Chuck Norris nigdy nie był taki zabawny. Macha szablą z czasów wojny secesyjnej, a spod awiatorów sprawia wrażenie jakby myślami był już na zabiegu wybielania zębów albo u manicurzystki. Genialnie się to ogląda. Danny Glover gra jeszcze fajniej niż kiedykolwiek. Może dlatego, iż nigdy nie odtwarzał villaina, a ksywka ‘Gloves’ jest przezabawna w kontekście postaci jaką gra. Scena ze skrętem jest mistrzowska. Naprawdę polecam tę grę ponieważ to, iż jest fajną strzelanką to kwestia drugorzędna. Kim Basinger jest piękną, czarującą, dojrzałą kobietą z przewrotnym poczuciem humoru. Kobiet w obsadzie mało, ale zamiast ilości dostajemy konkretną jakość.

Grafika, OST, Animacja i mechaniki

To wszystko wygląda jak marzenie o kolejnej części GTA. Tyle tylko, iż to FPS, a nie perspektywa trzeciej osoby. Ścieżka jest okay. Nie dorasta do ścieżki GTA V, ale nie można mieć wszystkiego. Animacja jest płynna. Ma w sobie zarówno realizm jak i kreskówkowość. Więcej tam realizmu niż w GTA V, ale to i tak ten sam styl. Kochacie GTA V? Pokochacie Crime: Boss Rockay City.

Mechaniki FPS znają wszyscy. Strzelaj, szukaj osłony i strzelaj dalej. Nie daj się zabić. Nie ma stimpaków, apteczek czy innych tego rodzaju klamotów. Znajdujemy schronienie przed heatem i energia zaczyna się regenerować. Kiedy oberwiemy możemy przełączyć na towarzysza z drużyny i wtedy nas zresuscytuje. Czasem oberwiemy tak mocno, iż kaplica. Wtedy postać wynajęta przez nas widnieje w rosterze jako deceased.

Przejdźmy do rostera, bo tu jest najciekawiej. Mamy do dyspozycji mapkę miasta, a doradcy Bakera podsuwają mu pomysły na to jak ulokować zasoby i jak urwać jeszcze więcej. Mamy do dyspozycji również turf war, ale także wiele innych, interesujących mode’ów na zdobywanie sosu. To nie jest kolejny nudny FPS. Poza tym oprócz gwiazd mamy też wynajętych, którzy niejednokrotnie mają swoją własną historię. Jamajczyk Chase to chyba moja ulubiona postać drugoplanowa.

Podsumowanie

Ta gra to tylko połowicznie gra. Ta gra to frajda, która płynie z oglądania filmów sensacyjnych. Podobnie jak w GTA V czujecie buzującą adrenalinę z kolejnych heistów. Podwórkowa zabawa w policjantów i złodziei się nie starzeje.

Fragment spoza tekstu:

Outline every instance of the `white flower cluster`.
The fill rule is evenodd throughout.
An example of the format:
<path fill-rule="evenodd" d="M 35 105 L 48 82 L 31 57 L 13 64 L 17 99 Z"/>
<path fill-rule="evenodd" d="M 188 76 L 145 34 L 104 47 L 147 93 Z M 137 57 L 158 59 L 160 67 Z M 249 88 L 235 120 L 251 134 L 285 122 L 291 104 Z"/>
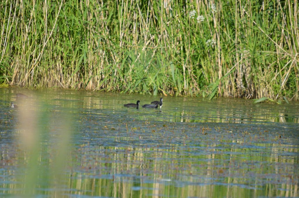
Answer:
<path fill-rule="evenodd" d="M 214 13 L 217 11 L 216 10 L 216 6 L 214 4 L 210 5 L 210 9 L 212 10 L 212 13 Z"/>
<path fill-rule="evenodd" d="M 196 20 L 197 20 L 198 23 L 200 23 L 205 20 L 205 17 L 202 15 L 198 15 L 198 16 L 196 18 Z"/>
<path fill-rule="evenodd" d="M 190 19 L 194 19 L 195 18 L 195 14 L 196 13 L 196 11 L 194 10 L 190 11 L 189 13 L 189 17 Z"/>
<path fill-rule="evenodd" d="M 206 45 L 208 47 L 210 46 L 212 47 L 213 47 L 214 45 L 216 45 L 216 42 L 214 39 L 209 39 L 206 42 Z"/>

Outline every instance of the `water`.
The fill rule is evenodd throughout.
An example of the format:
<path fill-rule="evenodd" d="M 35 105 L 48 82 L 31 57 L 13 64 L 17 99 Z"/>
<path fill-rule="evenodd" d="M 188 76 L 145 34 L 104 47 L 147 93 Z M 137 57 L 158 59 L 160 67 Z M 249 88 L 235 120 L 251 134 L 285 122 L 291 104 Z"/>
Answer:
<path fill-rule="evenodd" d="M 0 89 L 0 197 L 299 196 L 299 103 L 160 98 Z"/>

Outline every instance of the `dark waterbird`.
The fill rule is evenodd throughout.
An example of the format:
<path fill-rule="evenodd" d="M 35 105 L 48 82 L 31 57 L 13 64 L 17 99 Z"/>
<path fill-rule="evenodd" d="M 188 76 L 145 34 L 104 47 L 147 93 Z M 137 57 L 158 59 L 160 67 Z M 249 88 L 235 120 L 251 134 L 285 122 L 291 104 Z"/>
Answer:
<path fill-rule="evenodd" d="M 139 104 L 140 103 L 140 100 L 137 100 L 136 104 L 134 103 L 128 103 L 123 105 L 127 107 L 138 107 L 139 106 Z"/>
<path fill-rule="evenodd" d="M 13 103 L 10 103 L 10 107 L 11 108 L 17 108 L 18 106 L 17 106 L 17 105 Z"/>
<path fill-rule="evenodd" d="M 160 101 L 153 101 L 150 103 L 151 104 L 158 104 L 160 105 L 160 109 L 161 109 L 162 107 L 162 105 L 163 105 L 163 103 L 162 103 L 162 100 L 163 100 L 163 98 L 160 98 Z M 156 107 L 158 108 L 158 107 Z"/>
<path fill-rule="evenodd" d="M 155 108 L 157 109 L 158 108 L 158 104 L 145 104 L 142 107 L 144 108 Z"/>

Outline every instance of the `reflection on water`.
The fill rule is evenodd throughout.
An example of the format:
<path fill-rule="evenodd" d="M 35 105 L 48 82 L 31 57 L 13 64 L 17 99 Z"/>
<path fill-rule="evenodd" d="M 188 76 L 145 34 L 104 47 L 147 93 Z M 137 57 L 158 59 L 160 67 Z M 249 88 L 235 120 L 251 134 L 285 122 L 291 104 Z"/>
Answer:
<path fill-rule="evenodd" d="M 26 91 L 0 89 L 0 197 L 298 196 L 298 103 Z"/>

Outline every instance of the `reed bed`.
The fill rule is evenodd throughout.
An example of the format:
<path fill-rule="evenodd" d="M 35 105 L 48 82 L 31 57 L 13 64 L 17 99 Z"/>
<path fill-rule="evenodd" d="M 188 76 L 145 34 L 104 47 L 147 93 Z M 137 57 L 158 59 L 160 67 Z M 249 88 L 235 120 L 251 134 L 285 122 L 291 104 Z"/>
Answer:
<path fill-rule="evenodd" d="M 0 83 L 299 99 L 297 0 L 6 0 Z"/>

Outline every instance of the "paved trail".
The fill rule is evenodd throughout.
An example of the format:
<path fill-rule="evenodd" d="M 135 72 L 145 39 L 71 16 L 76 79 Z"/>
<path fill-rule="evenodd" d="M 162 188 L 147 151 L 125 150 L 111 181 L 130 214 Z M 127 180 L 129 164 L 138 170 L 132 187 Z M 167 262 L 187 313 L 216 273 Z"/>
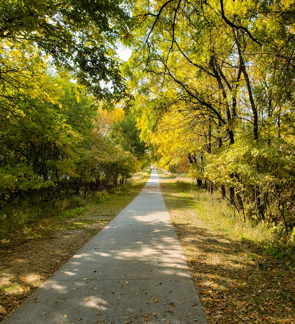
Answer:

Kiedy zabraknie prądu dzieci i tak będa się w nią bawiły.

Pisałem już, iż to gra dla fanów serii GTA. To jednak nie tylko to. Crime Boss: Rockay City to gra nie oglądająca się na pokolenia. Dadcore znajdzie tam bohaterów z dzieciństwa, młody znajdzie tam super cool strzelankę i będzie mógł z ojcem wciągnąć kilka filmów Tarantino zajadając się popcornem. Nikt nie umie na tej planecie w rozrywkę tak jak obywatele USA. Co z tego, iż grę zrobili Czesi. Polacy zrobili Hard West i Cyberpunka 2077. Kiedy gra jest o Stanach i grają tam amerykańscy aktorzy/lektorzy raczej nie powinno być lipy. Tu nie ma. Polecam wam ten gorący sztos!